Call it optimism, faith, or naiveté—I admit to possessing all three. You could say my theme song is Bobby McFerrin’s Don’t worry, be happy.
I don’t mean to make light of any of this. I know people are financially devastated. Old people living off retirement accounts, people on fixed incomes, and all those folks who not only don’t have the luxury of a 401(k) but who will also feel the pain in other ways—rising prices, home foreclosures, job loss. Often, denial just doesn’t work as a coping mechanism.
How do you respond to crisis? And do you respond differently if the crisis is personal versus when it’s happening outside of you?

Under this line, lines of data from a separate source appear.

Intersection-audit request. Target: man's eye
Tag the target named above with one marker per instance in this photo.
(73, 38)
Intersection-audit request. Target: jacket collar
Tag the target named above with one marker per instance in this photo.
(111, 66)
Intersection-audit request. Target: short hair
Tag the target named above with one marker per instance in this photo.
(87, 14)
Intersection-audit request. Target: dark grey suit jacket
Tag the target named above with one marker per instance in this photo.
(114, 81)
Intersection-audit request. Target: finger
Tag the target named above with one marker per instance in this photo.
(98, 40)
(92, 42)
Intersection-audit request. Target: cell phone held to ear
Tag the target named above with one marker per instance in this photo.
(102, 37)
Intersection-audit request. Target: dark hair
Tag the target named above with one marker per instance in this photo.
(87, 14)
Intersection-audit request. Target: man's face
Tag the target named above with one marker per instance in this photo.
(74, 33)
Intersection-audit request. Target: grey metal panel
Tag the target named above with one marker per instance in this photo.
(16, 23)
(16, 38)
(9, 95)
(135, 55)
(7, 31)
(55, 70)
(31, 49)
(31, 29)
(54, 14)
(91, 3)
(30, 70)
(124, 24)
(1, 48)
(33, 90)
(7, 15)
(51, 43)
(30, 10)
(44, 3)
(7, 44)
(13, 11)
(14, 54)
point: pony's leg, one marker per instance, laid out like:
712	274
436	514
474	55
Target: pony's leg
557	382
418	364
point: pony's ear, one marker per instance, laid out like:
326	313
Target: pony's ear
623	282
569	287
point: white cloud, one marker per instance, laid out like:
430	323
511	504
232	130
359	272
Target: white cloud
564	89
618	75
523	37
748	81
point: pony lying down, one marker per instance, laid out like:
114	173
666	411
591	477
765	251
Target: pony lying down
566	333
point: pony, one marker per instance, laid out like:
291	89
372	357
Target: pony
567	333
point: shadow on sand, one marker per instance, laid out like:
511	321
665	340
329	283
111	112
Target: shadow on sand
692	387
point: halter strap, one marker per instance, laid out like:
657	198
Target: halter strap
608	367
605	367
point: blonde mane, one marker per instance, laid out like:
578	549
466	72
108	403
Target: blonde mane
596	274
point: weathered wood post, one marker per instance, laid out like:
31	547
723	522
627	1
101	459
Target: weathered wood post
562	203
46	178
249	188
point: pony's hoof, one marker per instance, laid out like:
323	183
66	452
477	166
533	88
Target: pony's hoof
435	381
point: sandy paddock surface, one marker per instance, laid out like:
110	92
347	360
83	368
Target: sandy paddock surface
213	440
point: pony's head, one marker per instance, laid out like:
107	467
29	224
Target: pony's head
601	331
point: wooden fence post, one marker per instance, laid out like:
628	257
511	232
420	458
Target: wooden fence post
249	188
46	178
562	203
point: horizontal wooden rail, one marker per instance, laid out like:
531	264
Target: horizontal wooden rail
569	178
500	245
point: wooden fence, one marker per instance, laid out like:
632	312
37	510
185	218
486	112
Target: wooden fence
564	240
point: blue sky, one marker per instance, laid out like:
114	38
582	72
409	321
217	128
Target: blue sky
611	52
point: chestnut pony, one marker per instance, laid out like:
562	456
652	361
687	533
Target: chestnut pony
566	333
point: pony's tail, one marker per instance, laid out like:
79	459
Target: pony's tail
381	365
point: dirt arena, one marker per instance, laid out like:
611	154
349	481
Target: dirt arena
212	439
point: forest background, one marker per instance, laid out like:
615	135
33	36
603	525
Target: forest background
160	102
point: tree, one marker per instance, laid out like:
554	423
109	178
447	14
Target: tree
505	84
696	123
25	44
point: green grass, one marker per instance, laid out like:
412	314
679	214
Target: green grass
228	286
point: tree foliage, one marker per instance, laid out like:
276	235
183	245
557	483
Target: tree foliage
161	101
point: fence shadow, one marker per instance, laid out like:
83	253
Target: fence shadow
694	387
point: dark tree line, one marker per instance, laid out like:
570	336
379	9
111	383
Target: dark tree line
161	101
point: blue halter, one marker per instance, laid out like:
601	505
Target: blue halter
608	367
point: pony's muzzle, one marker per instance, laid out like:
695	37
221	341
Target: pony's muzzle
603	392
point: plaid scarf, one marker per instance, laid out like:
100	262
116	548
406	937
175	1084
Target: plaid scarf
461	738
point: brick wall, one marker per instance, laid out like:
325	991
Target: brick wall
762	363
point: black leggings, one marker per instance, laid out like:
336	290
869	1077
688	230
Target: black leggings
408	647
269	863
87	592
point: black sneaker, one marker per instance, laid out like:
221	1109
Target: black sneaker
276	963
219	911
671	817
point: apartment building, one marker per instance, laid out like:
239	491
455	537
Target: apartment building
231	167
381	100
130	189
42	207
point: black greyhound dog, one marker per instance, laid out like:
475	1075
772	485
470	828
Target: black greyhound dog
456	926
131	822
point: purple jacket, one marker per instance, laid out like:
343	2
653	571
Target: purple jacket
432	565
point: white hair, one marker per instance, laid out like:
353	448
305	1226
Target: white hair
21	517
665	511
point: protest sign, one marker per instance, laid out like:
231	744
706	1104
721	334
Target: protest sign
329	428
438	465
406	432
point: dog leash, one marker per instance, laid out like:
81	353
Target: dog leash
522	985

Each person handles crisis in his or her own way. If the crisis is dangerous in nature—living through violence or trauma—professional intervention may be necessary. Do you seek help as soon as you know you need it, or do you wait until you’ve reached a point of total despair? And when crisis is manageable through your own devices—prayer, meditation, action, avoidance—what measures do you take?
John F. Kennedy once said, When written in Chinese, the word crisis is composed of two characters—one represents danger, and the other represents opportunity.
I’ve been lucky or blessed. Maybe both. I’ve only had to deal with personal crisis (as opposed to this current financial crisis) one time in my adult life. Oddly, I found that I acted rather than avoided in that instance.
I did everything I could to take the bull by the horns and steer it in a different direction. I also sought solace in family, and when the going got really rough and I got really scared, I prayed.
Think of the different crises you’ve experienced in your life. Did you deny? Sink into despair? Act? Did you turn to God?
Do you see crisis as a moment of torment or a moment of opportunity? Or both?
Where do you go in times of crisis? Write, for 15 minutes, no stopping.
Crises refine life. In them you discover what you are.